► Şayet, kulumuza indirdiğimiz (Kur’ân) hakkında şüphe içinde iseniz, onun benzeri bir sure getirin (bakalım). Ve doğru sözlü iseniz Allah’ın dışındaki şahitlerinizi de (yardıma) çağırın. (2/Bakara 23)
► Şayet yapamadıysanız -ki hiçbir zaman yapamayacaksınız da- öyleyse yakıtı insanlar ve taşlar olan ateşten sakının. (O ateş) kâfirler için hazırlanmıştır. (2/Bakara 24)
► O kâfirlere de ki: “Yenileceksiniz ve cehenneme sürükleneceksiniz. Orası ne kötü bir yataktır.” (3/Âl-i İmran 12)
► O gün bazı yüzler aydınlanacak, bazı yüzler de kararacaktır. Yüzleri kararanlara gelince (onlara denilecek ki
“İman ettikten sonra küfre mi girdiniz? Kâfir olmanıza karşılık azabı tadın (bakalım)!” (3/Âl-i İmran 106)

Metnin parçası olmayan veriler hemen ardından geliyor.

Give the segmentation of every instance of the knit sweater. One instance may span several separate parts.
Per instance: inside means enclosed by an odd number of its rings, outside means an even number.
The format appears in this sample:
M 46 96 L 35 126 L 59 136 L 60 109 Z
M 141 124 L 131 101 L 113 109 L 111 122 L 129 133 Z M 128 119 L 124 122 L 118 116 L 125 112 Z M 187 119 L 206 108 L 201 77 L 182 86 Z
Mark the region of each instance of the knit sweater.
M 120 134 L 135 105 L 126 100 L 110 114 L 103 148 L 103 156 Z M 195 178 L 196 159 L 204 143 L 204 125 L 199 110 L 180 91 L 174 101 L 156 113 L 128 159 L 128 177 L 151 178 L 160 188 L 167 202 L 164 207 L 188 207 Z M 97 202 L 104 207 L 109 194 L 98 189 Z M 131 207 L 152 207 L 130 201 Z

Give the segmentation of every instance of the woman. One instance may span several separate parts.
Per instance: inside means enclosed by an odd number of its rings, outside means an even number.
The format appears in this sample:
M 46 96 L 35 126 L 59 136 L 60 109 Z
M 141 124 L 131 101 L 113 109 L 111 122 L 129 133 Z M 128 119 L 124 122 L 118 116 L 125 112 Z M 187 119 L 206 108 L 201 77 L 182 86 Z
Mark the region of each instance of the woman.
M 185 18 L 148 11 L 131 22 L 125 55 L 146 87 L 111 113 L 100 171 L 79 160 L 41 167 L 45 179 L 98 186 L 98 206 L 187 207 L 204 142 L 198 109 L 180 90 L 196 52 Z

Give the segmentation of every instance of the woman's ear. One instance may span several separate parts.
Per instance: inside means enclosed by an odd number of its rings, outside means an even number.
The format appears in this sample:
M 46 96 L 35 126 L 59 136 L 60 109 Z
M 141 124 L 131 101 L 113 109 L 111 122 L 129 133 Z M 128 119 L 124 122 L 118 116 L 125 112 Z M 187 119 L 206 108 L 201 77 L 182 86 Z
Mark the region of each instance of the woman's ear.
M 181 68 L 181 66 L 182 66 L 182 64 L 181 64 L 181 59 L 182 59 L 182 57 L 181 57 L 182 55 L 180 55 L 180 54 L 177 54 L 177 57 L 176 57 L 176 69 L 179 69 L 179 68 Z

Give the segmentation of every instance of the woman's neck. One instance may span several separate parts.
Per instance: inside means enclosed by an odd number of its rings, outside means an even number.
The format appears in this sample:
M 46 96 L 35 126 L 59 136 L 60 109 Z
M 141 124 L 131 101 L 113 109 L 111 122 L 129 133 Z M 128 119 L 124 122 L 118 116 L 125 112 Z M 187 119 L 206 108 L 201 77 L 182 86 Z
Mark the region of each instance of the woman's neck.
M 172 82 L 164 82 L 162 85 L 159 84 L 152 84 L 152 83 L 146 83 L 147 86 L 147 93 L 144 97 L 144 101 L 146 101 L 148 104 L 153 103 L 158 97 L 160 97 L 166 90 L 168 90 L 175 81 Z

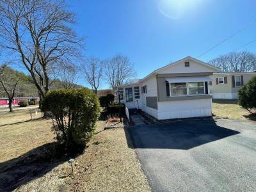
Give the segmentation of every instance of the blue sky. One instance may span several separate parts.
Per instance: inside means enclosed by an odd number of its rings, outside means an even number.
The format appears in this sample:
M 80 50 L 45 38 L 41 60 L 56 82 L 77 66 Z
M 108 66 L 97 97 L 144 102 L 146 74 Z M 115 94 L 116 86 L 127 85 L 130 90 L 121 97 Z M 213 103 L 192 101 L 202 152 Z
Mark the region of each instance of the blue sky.
M 138 77 L 187 56 L 208 61 L 256 40 L 255 1 L 87 0 L 72 1 L 86 56 L 130 58 Z M 256 42 L 239 51 L 256 52 Z M 82 81 L 79 82 L 83 83 Z M 108 88 L 102 84 L 102 88 Z
M 207 54 L 204 61 L 236 50 L 256 53 L 255 0 L 69 0 L 77 33 L 86 38 L 85 56 L 104 59 L 121 53 L 138 78 L 169 63 Z M 83 78 L 79 84 L 88 86 Z M 108 88 L 103 81 L 100 88 Z

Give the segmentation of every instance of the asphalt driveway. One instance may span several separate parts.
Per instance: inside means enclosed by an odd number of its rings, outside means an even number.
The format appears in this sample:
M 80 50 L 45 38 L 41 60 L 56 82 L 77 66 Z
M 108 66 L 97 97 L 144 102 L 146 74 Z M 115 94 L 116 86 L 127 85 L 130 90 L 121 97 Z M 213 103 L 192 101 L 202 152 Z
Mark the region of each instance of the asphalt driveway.
M 129 129 L 154 191 L 255 191 L 256 124 L 231 120 Z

► Şüphesiz ki, ayetlerimiz hakkında küfre sapanları ateşe sokacağız. (Ateş, onların) derilerini yakıp kavurdukça, azabı tatsınlar diye (yeni) bir deriyle değiştireceğiz. Şüphesiz ki Allah, (izzet sahibi, her şeyi mağlup eden) Azîz, (hüküm ve hikmet sahibi olan) Hakîm’dir. (4/Nîsa 56)
► Ayetlerimizi yalanlayan ve ona karşı büyüklenenler ise, bunlar ateşin ehlidir ve orada ebedî kalırlar. (7/A'râf 36)
► (Allah
“Sizden önce ateşe girmiş olan cin ve insan topluluklarıyla beraber siz de ateşe girin.” der. Her ümmet oraya girdiğinde, (kendi gibi sapık olan) kardeşini (ümmetleri) lanetler. Sonunda hepsi bir araya toplanınca, sonradan gelmiş olanlar önceden yaşamış olanlar için: “Rabbimiz! Bunlar bizi saptırdılar. Onlara ateşten kat kat azap ver.” der. (Allah) buyuracak ki: “Hepinize kat kat (azap) vardır. Fakat bilmiyorsunuz.” (7/A'râf 38)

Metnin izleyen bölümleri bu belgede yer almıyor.